Okay, late to bandwagon but this collective believes in gardening. Sure, it may not replace the global food distribution network, but everything that we grow doesn’t need to be transported, contributes to local food security and means we can feed our friends and neighbors. A🧵
First I love this book. When I was 15 years younger I had friends who lived at the food not lawns house in our town. They had torn the entire lawn out of their rental and raised piles of food. This is the only garden book that also has chapters on how to start pirate radio
These guys form the back bone of the garden they eat bugs and make lots of high nitrogen poop
All of that high nitrogen chicken straw gets mixed with free wood chips from chip drop and together turn into really fantastic hot compost that goes on all of the beds
One of our collective used to be a farmer so our garden on purpose does not resemble a farm at all. Things get tucked in wherever they fit and we use a cover crop of arugula, spinach, mustard greens and radishes to help keep the soil covered and prevent weeds.

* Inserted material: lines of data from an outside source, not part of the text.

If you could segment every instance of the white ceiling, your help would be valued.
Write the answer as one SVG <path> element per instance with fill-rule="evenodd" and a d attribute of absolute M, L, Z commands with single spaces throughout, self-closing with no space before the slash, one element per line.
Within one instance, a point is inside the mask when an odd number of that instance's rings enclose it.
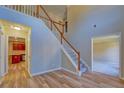
<path fill-rule="evenodd" d="M 43 6 L 49 13 L 55 14 L 60 18 L 65 17 L 66 5 L 44 5 Z"/>

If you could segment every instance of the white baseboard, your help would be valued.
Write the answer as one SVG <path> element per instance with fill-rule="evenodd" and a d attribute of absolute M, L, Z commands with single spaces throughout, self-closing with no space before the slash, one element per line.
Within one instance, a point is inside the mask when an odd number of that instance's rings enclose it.
<path fill-rule="evenodd" d="M 67 71 L 67 72 L 69 72 L 69 73 L 72 73 L 72 74 L 74 74 L 74 75 L 78 75 L 78 73 L 73 72 L 73 71 L 71 71 L 71 70 L 68 70 L 68 69 L 66 69 L 66 68 L 61 67 L 61 69 L 62 69 L 62 70 L 65 70 L 65 71 Z"/>
<path fill-rule="evenodd" d="M 53 72 L 53 71 L 56 71 L 56 70 L 61 70 L 61 67 L 59 67 L 59 68 L 54 68 L 54 69 L 50 69 L 50 70 L 43 71 L 43 72 L 33 73 L 31 76 L 37 76 L 37 75 L 41 75 L 41 74 Z"/>

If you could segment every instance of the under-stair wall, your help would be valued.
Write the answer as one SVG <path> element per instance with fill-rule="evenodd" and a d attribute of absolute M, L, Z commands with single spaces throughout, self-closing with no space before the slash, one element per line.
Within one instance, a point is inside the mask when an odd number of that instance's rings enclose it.
<path fill-rule="evenodd" d="M 0 7 L 0 19 L 27 25 L 31 30 L 31 74 L 59 69 L 61 45 L 42 20 Z"/>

Most of the garden beds look something like this: old mustards going to seed tiny cabbages that have just been planted, lettuces, and itsy-bitsy tiny carrots coming up. I think there might be some volunteer potatoes from last year in this garden bed?

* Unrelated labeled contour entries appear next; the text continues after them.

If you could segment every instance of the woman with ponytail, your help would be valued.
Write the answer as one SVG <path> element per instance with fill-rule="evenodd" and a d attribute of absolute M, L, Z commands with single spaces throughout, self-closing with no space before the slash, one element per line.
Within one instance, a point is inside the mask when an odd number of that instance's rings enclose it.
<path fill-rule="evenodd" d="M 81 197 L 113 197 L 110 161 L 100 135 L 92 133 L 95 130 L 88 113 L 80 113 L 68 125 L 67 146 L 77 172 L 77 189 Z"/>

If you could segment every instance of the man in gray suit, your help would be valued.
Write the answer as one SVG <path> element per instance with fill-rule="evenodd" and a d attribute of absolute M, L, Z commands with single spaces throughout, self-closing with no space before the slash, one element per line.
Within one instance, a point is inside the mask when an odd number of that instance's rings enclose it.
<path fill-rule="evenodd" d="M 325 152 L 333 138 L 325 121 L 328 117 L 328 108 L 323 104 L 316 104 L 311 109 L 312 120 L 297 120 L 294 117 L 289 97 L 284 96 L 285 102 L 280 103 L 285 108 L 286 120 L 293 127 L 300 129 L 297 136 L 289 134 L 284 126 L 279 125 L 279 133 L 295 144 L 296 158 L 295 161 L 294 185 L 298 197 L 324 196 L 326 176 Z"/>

This bed just got more seeds tossed into it and a trellis needs to be built for the peas soon but the garlic won’t be ready for another couple of months. Eventually some beans will go in here but they are growing in a seed starting tray for later
But what really makes me happy is not the sheer number of raised beds that we plant but the part of it that has been turned into a Pirma culture garden. While it gets sweetie it requires very little maintenance besides mulching and can really hold a lot in a small space.
I highly recommend anyone new to gardening really try a perennial bed. Strawberries, rhubarb, medicinal herbs, raspberries, fruit bushes, artichokes, asparagus all come back year after year and require almost no maintenance and can be beautiful to look at with almost no work.

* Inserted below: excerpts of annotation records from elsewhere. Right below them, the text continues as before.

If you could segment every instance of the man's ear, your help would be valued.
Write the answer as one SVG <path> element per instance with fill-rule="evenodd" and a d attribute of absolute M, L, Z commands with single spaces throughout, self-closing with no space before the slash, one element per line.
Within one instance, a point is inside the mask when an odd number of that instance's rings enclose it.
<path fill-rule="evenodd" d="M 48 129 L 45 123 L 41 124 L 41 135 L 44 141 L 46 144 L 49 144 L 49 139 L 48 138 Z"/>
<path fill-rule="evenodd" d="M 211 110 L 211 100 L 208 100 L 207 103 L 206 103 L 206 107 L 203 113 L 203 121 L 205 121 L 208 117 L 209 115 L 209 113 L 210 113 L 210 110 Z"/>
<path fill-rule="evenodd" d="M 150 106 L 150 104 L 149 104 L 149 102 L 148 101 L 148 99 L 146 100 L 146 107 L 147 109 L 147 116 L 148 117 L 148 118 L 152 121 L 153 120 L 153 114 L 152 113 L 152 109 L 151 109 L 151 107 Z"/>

Well, that was supposed to say “weedy”. But whatever.
At some point I may update with tomatoes and such but I actually need to plant them and keep them from dying in the tiny pots that I seated them in back in February. Anyway I love to garden share and I highly encourage people to go and play in the dirt.
Oh! I am incredibly excited about this. This experiment is trying to take a tiny shady patch and grow regional edible shade forest plants so there is Ladyfern, waterleaf, oxalis, And wild Ginger
Final note when we do weed we try to help finish the cycle out by tossing weeds and bugs back into the chicken run. The chickens get to eat lots of plants and bugs and everything starts over again.